What I'm trying to say is there's not a single case I can really do without the help of my co-specialists. In this case, you have to be really aggressive. You have to look beyond this liver. You can't just say, "Well, there's diaphragm." This patient had chest pain, had all sorts of symptoms suggestive of thoracic endo. This as we lysed this. This is what we saw. In this case, it was quick way out. We basically wanted to prove on future pneumothoraces from this patient.
Again, another chest case. You see the implants here. Again, it was done by stapler, thoracically dual-compartment. This is how it looked from the inside, the stapling of the total removal of the diaphragm. In some cases you are tempted when the patient is symptomatic on the diaphragm. You remove this. You end up with a hole. This is my case. You have to repair it. It's not that difficult. Two stitches, three stitches. It is fine.
Overall, we don't know what really causes endometriosis, but the role of obstructive [inaudible 00:22:21] anomalies are definite. This is a case of a rudimentary horn, where the patient came with bilateral endometrioma. I actually missed this. I did not, because of the intensiveness of the surgery with it, I did not really pay attention to the rudimentary horn.
This is a book chapter on hysteroscopy coming out. We have, two of my residents, we did this chapter. Our experience with laparoscopy proven endometriosis cases, when you do hysteroscopy, if you're very careful, you're going to see very prominently some midline prominence, corneal funneling, and some variation of arc [inaudible 00:23:13]. In our cases, we show this out of 260 cases, almost 38%. There's one other group also that did this kind of study from Connecticut. They called it a septic uterus, but there's terminology variation there.

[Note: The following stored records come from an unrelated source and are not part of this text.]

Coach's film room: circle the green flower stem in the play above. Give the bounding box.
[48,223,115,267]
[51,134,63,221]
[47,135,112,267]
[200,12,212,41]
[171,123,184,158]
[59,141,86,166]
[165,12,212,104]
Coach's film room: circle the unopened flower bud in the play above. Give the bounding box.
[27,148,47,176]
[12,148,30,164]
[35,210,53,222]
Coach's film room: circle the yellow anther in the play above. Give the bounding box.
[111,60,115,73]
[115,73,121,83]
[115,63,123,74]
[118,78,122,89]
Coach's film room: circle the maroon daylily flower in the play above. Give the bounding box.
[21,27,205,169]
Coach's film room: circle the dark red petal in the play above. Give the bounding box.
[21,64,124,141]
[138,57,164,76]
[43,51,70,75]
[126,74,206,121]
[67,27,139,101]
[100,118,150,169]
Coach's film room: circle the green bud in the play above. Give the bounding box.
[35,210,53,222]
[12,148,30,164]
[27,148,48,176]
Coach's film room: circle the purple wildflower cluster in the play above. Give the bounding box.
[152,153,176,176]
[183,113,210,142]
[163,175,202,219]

I'm going to move a little bit faster here. Basically, you wonder if this patient, she is right now 43, but they had known about this anomaly and had it corrected, maybe one day we'll develop a protocol. If you understand endometriosis well, or we could be on top of some early anomalies. This patient came up with a spinal iliosacral pin and operated by neurosurgeons in my hospital, Lenox Hill, and what she had was basically huge nodule retroperitoneum at the iliac spine and she had stage IV endometriosis.
This is the last case I'm going to show. Interesting case. Emergency room admission at Lenox Hill with hemoperitoneum. You need to know that this patient is 62 years old, has been getting all sorts of bioidentical from all over. From skin, nose, you name it. She looked gorgeous, but her cervix was so stenotic. When I looked, there was literally blood all over. I was curious. This is the peritoneum. It doesn't look that bad, right? It really looks normal, right? This is what happens. Put the dye back, get that piece, send it to pathology. We pinned this like they do in stomach cancer cases. You see all these endo lesions with peripheral nerves and we stained this for estrogen positivity. Everything was there in this patient.
We have a great lineup today. This is a quote I love. What we observe is not nature itself, but nature exposed to our method of questioning.